We knew this. In general, Muslims around the world persecute Christians in all Muslim societies. It’s known as “Christianophobia,” and it has nothing to do with Muslim militants. It’s business as usual. The Koran gives the ordinary non-militant Muslim the right to see Christians (and Jews and Buddhists) as less than human beings.
Shortt questions whether there is “a problem with Islam as such”, or if the trouble is more a matter of contingencies.
He states that part of the answer is theological, “There is a theory that the idea of jihad is more deeply embedded in Islam than related notions in the other world religions – and therefore that Islam is more susceptible to violent extremism – because of the martial context in which Islam took root.”

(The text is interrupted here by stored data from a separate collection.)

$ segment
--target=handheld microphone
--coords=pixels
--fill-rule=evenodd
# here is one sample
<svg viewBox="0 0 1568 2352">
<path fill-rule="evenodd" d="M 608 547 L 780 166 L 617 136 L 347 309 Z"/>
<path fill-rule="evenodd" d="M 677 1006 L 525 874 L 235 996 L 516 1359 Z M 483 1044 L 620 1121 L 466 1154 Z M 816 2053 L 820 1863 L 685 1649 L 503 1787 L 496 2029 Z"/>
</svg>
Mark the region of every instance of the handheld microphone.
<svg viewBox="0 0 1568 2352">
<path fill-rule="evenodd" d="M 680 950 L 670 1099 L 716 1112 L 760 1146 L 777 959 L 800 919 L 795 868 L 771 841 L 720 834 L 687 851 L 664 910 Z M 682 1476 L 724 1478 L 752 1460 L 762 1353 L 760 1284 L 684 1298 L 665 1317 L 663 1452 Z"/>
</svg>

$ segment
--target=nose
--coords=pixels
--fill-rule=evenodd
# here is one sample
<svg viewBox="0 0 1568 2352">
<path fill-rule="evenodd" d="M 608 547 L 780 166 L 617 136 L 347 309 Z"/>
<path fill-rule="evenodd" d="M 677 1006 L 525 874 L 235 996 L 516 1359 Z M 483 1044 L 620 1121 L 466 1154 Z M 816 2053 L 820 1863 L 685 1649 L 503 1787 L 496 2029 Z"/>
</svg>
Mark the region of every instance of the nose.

A point here is that “violent extremism” is not necessarily a product of “militant Islam.” If you click the link directly below, you’ll see this:
Young Christians don’t easily become radicalized but tend to resist non-violently or keep a low profile. This has enabled politicians and the media to play down a problem of huge dimensions.
More from Tulsa Today:
Christianophobia, which was published last month, written by journalist Rupert Shortt for Civitas, argues that “Christians are targeted more than any other body of believers.” He quotes research by the Pew Forum and the World Evangelical Alliance, which estimates that 200 million Christians (ten per cent of the global total) are socially disadvantaged, harassed or actively oppressed for their faith…
The report argues that the “lion’s share” of anti-Christian persecution happens in Muslim-majority societies, where religious freedom is generally very restricted. But it also rightly stresses that much “Christianophobia” has nothing to do with militant Islam. It is rife under the Communist regimes of China and North Korea and also in mainly Buddhist societies such as Sri Lanka and Burma.